Je me demande ce qu’il serait advenu de ma vie, si, alors que mon cœur balançait encore entre Luiz et Alvaro, mon choix s’était porté sur le bel uruguayen. M’aurait-il été nécessaire de quitter Bruxelles pour rejoindre mon bien-aimé dans son pays natal ? Pas sûr : à l’entendre, Alvaro est un amant du vieux continent, et aurait volontiers abandonné l’Amérique. Je serais donc probablement resté fonctionnaire européen, et aurais travaillé pour Kata jusqu’à ce qu’elle se fasse manger par un ours, lors d’un été tragique. J’aurais alors pris sa place au ministère, promu par défaut, après plusieurs années de bon et loyaux services. C’est une possibilité... Il est plus plausible, en revanche, que je me laisse entraîner par la démission de Maria. Son départ de Belgique m’aurait profondément affecté. Sans elle, je n’aurais pas tenu longtemps, entre les griffes de Kata. Je me souviens encore de la sensation de soulagement éprouvée au moment où j’ai annoncé à la finlandaise que je souhaitais quitter le ministère. Luiz ou pas, j’aurais sans doute cherché à retrouver ma liberté par tous les moyens.
Peut-être serais-je alors devenu professeur de relations internationales, comme aujourd’hui. J’aurais enseigné à l’Université Libre de Bruxelles, ou dans la ville qu’Alvaro et moi aurions choisi pour nous installer tous les deux. Paris. Madrid. Berlin. Impossible de le savoir.
Une chose est sûre, en revanche, je n’aurais jamais vécu l’ivresse de la campagne présidentielle brésilienne, ni dormi dans le palais de l’Aurore à Brasilia... Je n’aurais jamais été exfiltré d’un meeting par la garde rapprochée du président, le cœur battant à mille à l’heure, après avoir survécu à une fusillade. Ni fui un coup d’Etat militaire lors d’une opération montée par les services secrets français. Mais, plus important encore, je n’aurais pas connu l’amour de Luiz, si puissant, si lumineux... L’enveloppe de chaleur qui se refermait sur mes épaules en sa présence. Les papillons qui s’emparait de mon estomac quand je croisais son regard ambré... Peu importe comment les choses se sont terminées, entre lui et moi, je doute qu’Alvaro soit capable d’aimer aussi fort que le Luiz. J’aurais sans doute connu la passion dans les bras du bel uruguayen, mais l’amour ? Le vrai ? Celui qui m’a ôté la peur de prendre mon destin en main. De traverser l’Atlantique. D’apprendre le portugais. D’entamer un doctorat. Et de le terminer, à la sueur de mon front. De me réinventer. De prendre des risques. Autant de choses dont je me croyais incapable, et qui, soudain, me semblaient parfaitement naturelles, puisqu’elles me permettaient d’envisager un futur avec Luiz.

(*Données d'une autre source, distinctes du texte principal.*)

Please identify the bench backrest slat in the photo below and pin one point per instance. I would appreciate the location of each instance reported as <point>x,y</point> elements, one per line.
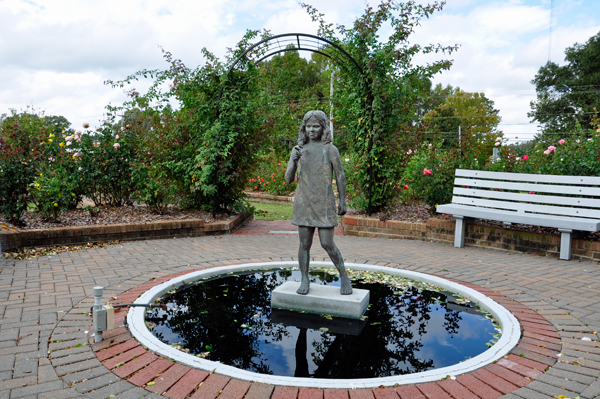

Mon esprit galope d’une pensée à l’autre. Je m’aperçois à peine qu’Alvaro et moi sommes enfin parvenus au bout de la digue. Le vent se fait plus fort. Les vagues plus violentes. L’eau vive claque contre le béton, et éclabousse le phare de quelques rasades salées.
- Toi aussi, tu t’es refait le film ? me demande Alvaro, d’un ton songeur.
- Ouais...
- Faut pas...
- Je sais...
Le bel uruguayen passe son bras puissant autour de mes épaules, et me serre contre lui. La tiédeur de son corps m’empêche de frissonner sous l’effet de la brise marine. On reste comme ça pendant quelques minutes, en silence. Contemplant les quelques rayons de soleil qui s’obstinent encore à roussir l’horizon. Jusqu’à ce que l’obscurité se fasse, et que le port de Castro Urdiales se pare de lumières argentées pour défier la nuit.
*
La musique à plein volume. Les titres qui se succèdent. Le cava qui coule à flot. Les corps qui se balancent, avec plus ou moins de retenue. De moins en moins, d’ailleurs. Notre petit groupe attire tous les regards. Maria et Javier. Moi. Alvaro. Ulysse et Samir. Et quelques cousines de Maria, plus jeunes, mais tout aussi jolies et élégantes que mon amie. Ça faisait longtemps que je ne m’étais pas amusé de la sorte... Légèrement ivre, je me laisse bercer par le rythme entrainant d’une chanson populaire de la dernière décennie, dont les paroles sont sur les lèvres de tous ceux dont l’espagnol est la langue maternelle :
Te miro, me miras, y el mundo no gira.
Todo parece mentira.
Tú sigues, yo sigo, es nuestro castigo.
Fingir que somos amigos.
Y cuando no haya testigos, mi vida entera te daré.
Cuando nadie ve.
Plutôt ironique, vu l’épisode que moi et Alvaro venons de partager, au bout de la digue du port... Je n’aurais pas l’impudeur de vous traduire ces quelques mots, somme toute assez gnangnans, mais qui prennent tout leur sens dans mon esprit imbibé d’alcool. Et on ne peut pas dire que le bel uruguayen fasse quoi que ce soit pour arranger les choses. La chemise ouverte sur sa poitrine. La sensualité de ses mouvements, de ses hanches qu’il balance en rythme. La chaleur de son regard. Et de ses gestes. Le vin pétillant qui le rend plus tactile qu’à l’ordinaire. Il me serre dans ses bras à plusieurs reprises, et je peux humer le parfum viril de la sueur qui perle dans son cou. Difficile pour moi de contenir mon excitation dans de telles circonstances.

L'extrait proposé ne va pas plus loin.